Le télescope James Webb a réalisé la première caractérisation atmosphérique d’une planète orbitant autour d’une étoile morte. Publiés dans Nature, les résultats expliquent comment WD 1856 b, une géante gazeuse située à 80 années-lumière, a survécu à l’agonie de son étoile.
Grande comme Jupiter, WD 1856 b orbite autour d’une étoile de la taille de la Terre, à une distance cinquante fois inférieure à celle qui sépare notre planète du Soleil. Une configuration qui défiait toute explication depuis sa découverte. Le télescope spatial James Webb vient de résoudre l’énigme en réalisant la première caractérisation atmosphérique d’une planète en orbite autour d’une étoile morte.
Les résultats détaillent les observations de l’exoplanète WD 1856 b, située à environ 80 années-lumière de la Terre. La planète, de la taille de Jupiter, orbite autour d’une naine blanche, résidu stellaire compact laissé après l’extinction d’une étoile semblable au Soleil. Le problème ? Une planète aussi proche de son étoile aurait dû être pulvérisée lorsque celle-ci est devenue une géante rouge, phase durant laquelle l’astre gonfle démesurément avant de s’effondrer.
« Cette planète est vraiment une anomalie », a déclaré le Dr Ryan MacDonald, de l’Université de St Andrews, auteur principal de l’étude. « Elle est à peu près de la taille de Jupiter, mais la naine blanche qu’elle orbite est de la taille de la Terre, ce qui fait que la planète est sept fois plus grande que son étoile. »
Un transit de huit minutes riche d’enseignements
L’observation n’a duré que huit minutes. Un transit rasant durant lequel Webb a capturé la lumière traversant la haute atmosphère de la planète et mesuré son émission infrarouge. Les données recueillies ont permis de contraindre la masse de WD 1856 b entre quatre et onze fois celle de Jupiter. Elles ont également révélé une température d’environ 400 Kelvins, soit 126 °C, environ 240 degrés de plus que ce que le seul rayonnement stellaire pourrait expliquer.

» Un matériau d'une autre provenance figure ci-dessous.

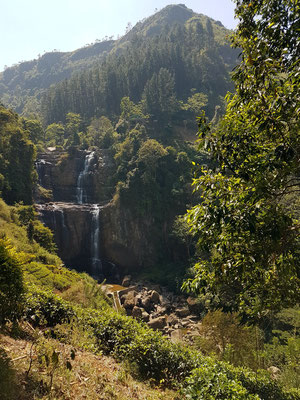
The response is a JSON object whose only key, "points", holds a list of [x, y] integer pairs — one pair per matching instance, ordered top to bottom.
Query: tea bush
{"points": [[154, 356]]}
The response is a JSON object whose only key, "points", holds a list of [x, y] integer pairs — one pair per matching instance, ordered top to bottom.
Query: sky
{"points": [[29, 28]]}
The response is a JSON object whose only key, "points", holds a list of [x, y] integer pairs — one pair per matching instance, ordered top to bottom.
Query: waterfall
{"points": [[40, 166], [81, 195], [95, 233]]}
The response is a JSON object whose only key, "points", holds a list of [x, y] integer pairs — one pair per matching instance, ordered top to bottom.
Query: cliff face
{"points": [[125, 240]]}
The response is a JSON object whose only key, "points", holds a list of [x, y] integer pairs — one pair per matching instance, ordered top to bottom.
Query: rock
{"points": [[126, 281], [157, 288], [154, 297], [129, 299], [146, 303], [194, 305], [160, 310], [137, 312], [182, 312], [145, 316], [172, 320], [157, 323], [275, 372]]}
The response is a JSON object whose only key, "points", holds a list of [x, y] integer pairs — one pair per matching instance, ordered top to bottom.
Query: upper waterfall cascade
{"points": [[81, 195], [75, 222]]}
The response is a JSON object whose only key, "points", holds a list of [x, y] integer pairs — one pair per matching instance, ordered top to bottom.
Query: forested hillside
{"points": [[192, 49]]}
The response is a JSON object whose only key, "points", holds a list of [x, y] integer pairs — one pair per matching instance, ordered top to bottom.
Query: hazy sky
{"points": [[31, 27]]}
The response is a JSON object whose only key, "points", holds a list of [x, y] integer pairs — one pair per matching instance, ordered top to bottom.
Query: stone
{"points": [[126, 281], [154, 297], [129, 299], [146, 303], [194, 305], [160, 310], [137, 312], [182, 312], [145, 316], [172, 320], [157, 323], [274, 371]]}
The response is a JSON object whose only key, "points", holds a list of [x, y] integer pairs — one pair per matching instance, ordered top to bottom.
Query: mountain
{"points": [[22, 86]]}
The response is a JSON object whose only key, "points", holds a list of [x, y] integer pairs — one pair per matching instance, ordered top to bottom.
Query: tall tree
{"points": [[248, 243]]}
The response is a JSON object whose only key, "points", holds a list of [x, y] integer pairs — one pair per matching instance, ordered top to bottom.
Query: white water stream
{"points": [[81, 195]]}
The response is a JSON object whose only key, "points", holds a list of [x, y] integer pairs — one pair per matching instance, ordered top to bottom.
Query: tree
{"points": [[159, 95], [55, 134], [248, 242], [11, 282]]}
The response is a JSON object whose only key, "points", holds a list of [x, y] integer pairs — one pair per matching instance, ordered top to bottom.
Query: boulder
{"points": [[126, 281], [154, 297], [129, 299], [146, 303], [194, 305], [137, 312], [182, 312], [145, 316], [172, 320], [158, 323]]}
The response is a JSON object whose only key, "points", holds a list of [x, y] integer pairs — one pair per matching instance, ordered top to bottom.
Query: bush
{"points": [[11, 283], [45, 308], [154, 356], [210, 382]]}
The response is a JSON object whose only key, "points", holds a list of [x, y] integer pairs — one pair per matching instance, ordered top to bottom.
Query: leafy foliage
{"points": [[17, 173], [248, 242], [11, 283]]}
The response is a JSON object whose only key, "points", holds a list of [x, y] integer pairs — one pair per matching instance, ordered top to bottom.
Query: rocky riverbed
{"points": [[177, 316]]}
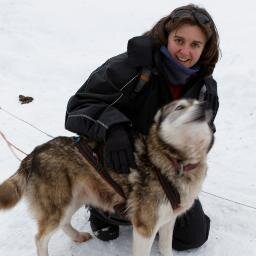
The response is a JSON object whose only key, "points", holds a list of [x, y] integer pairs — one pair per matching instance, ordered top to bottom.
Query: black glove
{"points": [[211, 97], [118, 150]]}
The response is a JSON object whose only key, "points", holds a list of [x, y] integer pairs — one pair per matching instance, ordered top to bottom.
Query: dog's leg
{"points": [[45, 232], [75, 235], [165, 238], [141, 244]]}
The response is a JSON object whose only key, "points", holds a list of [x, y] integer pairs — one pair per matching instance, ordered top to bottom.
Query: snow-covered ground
{"points": [[47, 50]]}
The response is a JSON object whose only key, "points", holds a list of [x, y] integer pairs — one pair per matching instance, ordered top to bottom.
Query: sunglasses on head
{"points": [[200, 17]]}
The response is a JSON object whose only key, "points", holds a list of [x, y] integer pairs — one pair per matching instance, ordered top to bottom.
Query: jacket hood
{"points": [[141, 52]]}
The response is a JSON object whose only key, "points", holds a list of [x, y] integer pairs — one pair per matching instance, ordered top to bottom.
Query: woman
{"points": [[175, 59]]}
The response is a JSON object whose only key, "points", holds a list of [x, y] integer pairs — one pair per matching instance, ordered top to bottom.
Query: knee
{"points": [[192, 229]]}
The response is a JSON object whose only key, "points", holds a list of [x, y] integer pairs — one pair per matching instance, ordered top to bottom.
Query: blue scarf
{"points": [[177, 74]]}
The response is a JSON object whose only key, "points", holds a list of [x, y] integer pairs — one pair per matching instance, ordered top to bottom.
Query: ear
{"points": [[158, 116], [211, 144]]}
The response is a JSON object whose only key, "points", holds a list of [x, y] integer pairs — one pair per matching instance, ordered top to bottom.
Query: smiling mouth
{"points": [[183, 60]]}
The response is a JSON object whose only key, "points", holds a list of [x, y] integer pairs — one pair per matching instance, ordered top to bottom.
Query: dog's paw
{"points": [[82, 237]]}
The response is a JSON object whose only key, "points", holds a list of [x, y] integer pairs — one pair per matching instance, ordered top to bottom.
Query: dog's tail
{"points": [[12, 189]]}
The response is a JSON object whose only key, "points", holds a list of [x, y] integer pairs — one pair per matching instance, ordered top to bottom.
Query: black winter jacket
{"points": [[107, 98]]}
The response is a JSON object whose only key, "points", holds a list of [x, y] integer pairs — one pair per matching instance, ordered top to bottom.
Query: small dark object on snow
{"points": [[25, 99]]}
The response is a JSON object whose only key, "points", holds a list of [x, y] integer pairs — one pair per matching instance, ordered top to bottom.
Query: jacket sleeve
{"points": [[211, 98], [96, 105]]}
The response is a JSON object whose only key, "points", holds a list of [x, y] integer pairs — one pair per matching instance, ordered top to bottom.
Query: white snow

L’excès thermique a fourni l’indice déterminant. Le Dr Christopher O’Connor, de l’Université Northwestern, co-auteur de l’étude, a modélisé le refroidissement de la planète au fil du temps. Sa conclusion : le réchauffement s’est produit entre 3 et 5,5 milliards d’années après que l’étoile est devenue une naine blanche. Autrement dit, WD 1856 b se trouvait à bonne distance lors de la phase géante rouge, puis a migré vers l’intérieur du système bien plus tard, sous l’effet des interactions gravitationnelles avec des étoiles compagnes, le système étant triple.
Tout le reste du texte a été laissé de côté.